Interviste

RISO ACQUERELLO – PARLA PIERO RONDOLINO

Abbiamo incontrato Piero Rondolino al TASTE di Firenze e lo abbiamo intervistato.
Cosa vuol dire oggi essere un’azienda familiare di eccellenza in un mercato globale?
Un’azienda familiare, soprattutto se costituita da componenti di formazione tecnica e culturale diversa, ben coordinati tra loro ha una marcia in più per raggiungere l’eccellenza, in particolare nel mercato globale. 
Mi spiego meglio: per raggiungere l’eccellenza oggi è necessario essere eccellenti in diverse cose perché il consumatore è attento a tutti i diversi aspetti del prodotto-azienda ad esempio, nella cultura di base, nella capacità di produrre, di costruirne l’immagine, nella comunicazione, nella vendita e non ultima nella gestione. L’eccellenza oggi è l’insieme di tutte queste cose e il mercato globale non perdona.
Cosa vi differenzia rispetto alla concorrenza diretta?

A noi non è mai piaciuta la guerra generata dalla concorrenza, siamo pacifisti; non è facile di questi tempi. Bisogna aver studiato cosa fanno tutti gli altri e fare delle cose completamente diverse.

Ecco le cose che ci differenziano, ma solo le principali, partendo da quelle più evidenti:
– La confezione in lattina;
– il marchio Acquerello ben riconoscibile;
– l’immagine;
– i riconoscimenti dei grandi cuochi e delle persone più semplici.
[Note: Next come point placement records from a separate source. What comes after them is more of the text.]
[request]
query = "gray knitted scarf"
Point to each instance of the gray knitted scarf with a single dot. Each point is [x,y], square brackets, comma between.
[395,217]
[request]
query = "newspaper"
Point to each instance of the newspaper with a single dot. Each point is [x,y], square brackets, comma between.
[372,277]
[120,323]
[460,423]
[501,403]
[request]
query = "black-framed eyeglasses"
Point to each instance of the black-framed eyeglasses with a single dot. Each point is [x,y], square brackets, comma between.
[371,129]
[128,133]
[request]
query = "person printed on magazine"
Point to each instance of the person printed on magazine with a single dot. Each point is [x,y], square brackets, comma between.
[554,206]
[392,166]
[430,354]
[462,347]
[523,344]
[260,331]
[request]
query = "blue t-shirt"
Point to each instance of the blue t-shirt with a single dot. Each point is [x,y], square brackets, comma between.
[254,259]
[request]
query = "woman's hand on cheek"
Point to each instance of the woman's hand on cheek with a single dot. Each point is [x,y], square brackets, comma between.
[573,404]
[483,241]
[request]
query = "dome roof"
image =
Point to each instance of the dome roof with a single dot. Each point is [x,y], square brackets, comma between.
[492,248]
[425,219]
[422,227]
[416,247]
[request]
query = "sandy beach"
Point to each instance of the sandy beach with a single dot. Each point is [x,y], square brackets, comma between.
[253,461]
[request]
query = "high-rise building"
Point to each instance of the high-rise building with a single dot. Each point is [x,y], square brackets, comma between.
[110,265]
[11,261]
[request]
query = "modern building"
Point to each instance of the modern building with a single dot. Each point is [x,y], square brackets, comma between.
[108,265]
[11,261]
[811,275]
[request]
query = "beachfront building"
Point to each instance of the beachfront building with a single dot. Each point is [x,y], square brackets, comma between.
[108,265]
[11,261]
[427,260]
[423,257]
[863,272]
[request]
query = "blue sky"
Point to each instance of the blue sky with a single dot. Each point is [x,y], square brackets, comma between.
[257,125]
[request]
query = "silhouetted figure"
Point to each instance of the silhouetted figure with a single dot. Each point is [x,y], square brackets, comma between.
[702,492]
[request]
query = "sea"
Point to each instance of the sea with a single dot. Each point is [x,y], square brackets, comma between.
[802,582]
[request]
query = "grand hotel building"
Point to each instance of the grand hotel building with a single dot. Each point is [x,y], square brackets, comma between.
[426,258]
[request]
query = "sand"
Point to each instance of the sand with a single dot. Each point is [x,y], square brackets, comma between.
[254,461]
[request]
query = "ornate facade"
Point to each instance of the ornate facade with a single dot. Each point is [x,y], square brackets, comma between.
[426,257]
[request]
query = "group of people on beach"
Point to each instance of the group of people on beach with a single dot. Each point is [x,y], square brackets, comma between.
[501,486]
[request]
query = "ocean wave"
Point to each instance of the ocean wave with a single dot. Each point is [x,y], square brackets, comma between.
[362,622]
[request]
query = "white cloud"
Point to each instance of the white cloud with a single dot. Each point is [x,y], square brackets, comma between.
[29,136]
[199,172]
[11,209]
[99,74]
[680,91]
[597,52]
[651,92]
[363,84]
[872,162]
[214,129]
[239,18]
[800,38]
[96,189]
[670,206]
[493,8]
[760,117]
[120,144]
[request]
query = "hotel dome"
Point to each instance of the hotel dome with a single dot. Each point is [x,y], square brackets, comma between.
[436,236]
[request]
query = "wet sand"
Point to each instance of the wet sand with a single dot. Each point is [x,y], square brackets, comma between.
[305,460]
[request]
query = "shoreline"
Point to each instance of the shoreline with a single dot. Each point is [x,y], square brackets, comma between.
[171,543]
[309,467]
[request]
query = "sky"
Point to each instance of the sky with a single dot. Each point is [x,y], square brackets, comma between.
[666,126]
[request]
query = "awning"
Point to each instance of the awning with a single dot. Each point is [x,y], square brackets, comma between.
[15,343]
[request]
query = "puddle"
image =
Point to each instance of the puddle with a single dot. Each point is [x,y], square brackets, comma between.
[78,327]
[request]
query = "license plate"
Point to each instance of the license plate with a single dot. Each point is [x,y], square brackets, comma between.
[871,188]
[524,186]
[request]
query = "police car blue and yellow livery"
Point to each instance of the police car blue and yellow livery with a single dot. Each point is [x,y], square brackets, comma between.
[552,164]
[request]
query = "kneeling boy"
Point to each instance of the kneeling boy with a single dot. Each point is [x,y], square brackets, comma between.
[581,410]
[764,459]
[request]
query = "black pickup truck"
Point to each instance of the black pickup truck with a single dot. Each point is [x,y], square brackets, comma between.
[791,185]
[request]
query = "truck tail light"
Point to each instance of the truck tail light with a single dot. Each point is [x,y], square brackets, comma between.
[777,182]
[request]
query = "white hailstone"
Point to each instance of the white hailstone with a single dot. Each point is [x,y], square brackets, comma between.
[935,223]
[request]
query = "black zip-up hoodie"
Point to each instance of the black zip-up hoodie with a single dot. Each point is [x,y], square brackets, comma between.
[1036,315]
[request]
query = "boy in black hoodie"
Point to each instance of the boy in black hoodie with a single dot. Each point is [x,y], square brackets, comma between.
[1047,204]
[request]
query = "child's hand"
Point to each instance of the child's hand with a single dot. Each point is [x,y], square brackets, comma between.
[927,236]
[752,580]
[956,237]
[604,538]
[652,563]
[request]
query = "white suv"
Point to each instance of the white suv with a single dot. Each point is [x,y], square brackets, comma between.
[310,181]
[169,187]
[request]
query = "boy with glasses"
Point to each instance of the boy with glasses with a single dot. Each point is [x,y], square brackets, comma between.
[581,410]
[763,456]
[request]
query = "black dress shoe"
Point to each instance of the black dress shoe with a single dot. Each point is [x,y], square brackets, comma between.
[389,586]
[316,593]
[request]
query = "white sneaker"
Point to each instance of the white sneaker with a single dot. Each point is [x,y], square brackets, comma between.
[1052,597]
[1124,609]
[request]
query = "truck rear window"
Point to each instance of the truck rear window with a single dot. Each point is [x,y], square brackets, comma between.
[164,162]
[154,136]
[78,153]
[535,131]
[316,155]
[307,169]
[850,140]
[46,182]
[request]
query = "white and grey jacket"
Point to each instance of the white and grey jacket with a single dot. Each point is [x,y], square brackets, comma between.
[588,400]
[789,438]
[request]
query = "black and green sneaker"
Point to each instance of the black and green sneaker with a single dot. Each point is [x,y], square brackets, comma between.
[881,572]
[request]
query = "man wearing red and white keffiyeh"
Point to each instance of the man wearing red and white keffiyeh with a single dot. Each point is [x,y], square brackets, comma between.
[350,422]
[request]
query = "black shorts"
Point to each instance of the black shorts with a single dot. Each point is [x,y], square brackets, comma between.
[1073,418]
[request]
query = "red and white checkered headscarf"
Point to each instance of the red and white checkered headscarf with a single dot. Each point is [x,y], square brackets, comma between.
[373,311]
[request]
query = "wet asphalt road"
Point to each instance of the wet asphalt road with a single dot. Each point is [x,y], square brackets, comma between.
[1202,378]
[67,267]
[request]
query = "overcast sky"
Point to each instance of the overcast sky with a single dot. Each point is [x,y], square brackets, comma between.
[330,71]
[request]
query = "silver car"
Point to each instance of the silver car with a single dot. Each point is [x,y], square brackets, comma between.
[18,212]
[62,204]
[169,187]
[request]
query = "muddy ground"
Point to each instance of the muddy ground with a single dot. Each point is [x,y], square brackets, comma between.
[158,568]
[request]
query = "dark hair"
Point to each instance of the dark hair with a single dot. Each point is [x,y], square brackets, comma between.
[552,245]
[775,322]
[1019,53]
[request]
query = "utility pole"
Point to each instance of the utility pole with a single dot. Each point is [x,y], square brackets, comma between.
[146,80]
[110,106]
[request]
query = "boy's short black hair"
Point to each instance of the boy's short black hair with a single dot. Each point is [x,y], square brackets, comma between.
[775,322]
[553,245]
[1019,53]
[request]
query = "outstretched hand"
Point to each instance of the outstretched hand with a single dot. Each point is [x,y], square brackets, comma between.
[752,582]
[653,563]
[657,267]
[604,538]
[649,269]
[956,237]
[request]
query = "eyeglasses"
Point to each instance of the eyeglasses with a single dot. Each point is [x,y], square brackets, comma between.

Ma, alla base di questo, c’è la tecnologia di lavorazione unica nel suo insieme irripetibile mix di antico e moderno. 
Ne risulta quindi un riso inimitabile perché il più buono, il più facile, il più salutare.

Com’è percepito il riso italiano nel mondo? 
Il riso italiano nel mondo è percepito come il migliore per un piatto – il risotto – che è universalmente riconosciuto come il piatto tipico della cucina italiana; infatti risotto è sinonimo di riso italiano. Questo è un limite, magari non tanto piccolo ma comunque un limite, una semplificazione che alla lunga si potrebbe pagare perché il risotto come è presentato dagli chef in tv (ecc. ecc.) è una cosa che un po’ spaventa la gente.  Certi risi italiani possono essere adatti ai piatti più disparati delle diverse cucine del mondo. Un esempio per tutti: in Spagna il nostro riso Acquerello è venduto all’85% per il loro piatto popolare: la paella.
Diteci alcune aziende concorrenti che ammirate come lavoro e perchè?
Ammiro le aziende familiari che mi sembra (forse…) siano riuscite a raggiungere i loro obiettivi in un tempo più rapido di noi. Il tempo è un giudice severo. Con tutti gli interrogativi di cui sopra, oserei dire i nomi di Cascina Belvedere di Bianzè, Agricola Lodigiana di Ronsecco e Riseria Greppi di Tronzano Vercellese. Le ammiro perchè hanno una certa differenziazione nei prodotti rispetto alla massa.